An interesting article by the public editor of the New York Times, Arthur S. Brisbane, in response to complaints he received about how the Times’ handled descriptions of the allegations against Jerry Sandusky.
Some readers, responding to The New York Times’s first reports on the case, strongly objected to wording in the articles that, in their view, either underplayed the details or wrongly applied the language of consensual sex to the narrative.
One reader, for example, objected to the phrase “sexual assault,” suggesting it served to make Sandusky’s alleged rape of a 10-year-old boy invisible. Another pointed out that the phrase “having anal sex with” to describe what Sandusky was doing to that boy implied consent on the boy’s part and so also served to make the alleged rape vanish.
Brisbane’s take on all this is worth reading, and I like his conclusion, “When the facts warrant it, journalists should be as specific as possible, they should avoid using the language of consensual sex and, when appropriate, they should call a rape a rape.” What I found most interesting about the article, though, was this:
[Wendy Murphy, an adjunct professor at the New England School of Law] said that in surveying the 50 states, she found “something like 40 different terms to describe the act of rape of a child.”

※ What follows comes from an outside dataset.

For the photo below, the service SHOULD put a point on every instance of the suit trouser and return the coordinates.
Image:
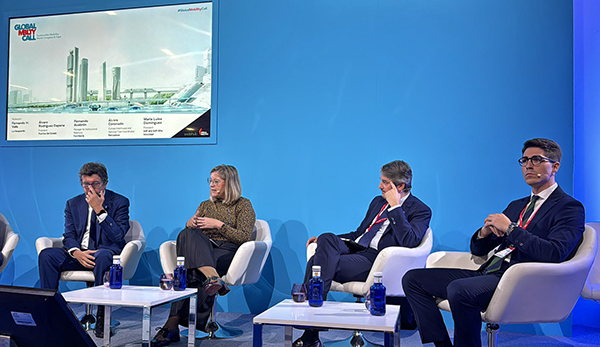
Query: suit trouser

It’s hard for me to imagine that, but then, as Brisbane points out:
“Rape” is a word in flux. The Times stylebook says to use it to mean “forced intercourse, or intercourse with a child below the age of consent.” In many cases, though, the justice system doesn’t use the word. In the Sandusky case, the charges do not include the word “rape” because he was charged under the statute covering “Involuntary Deviate Sexual Intercourse.”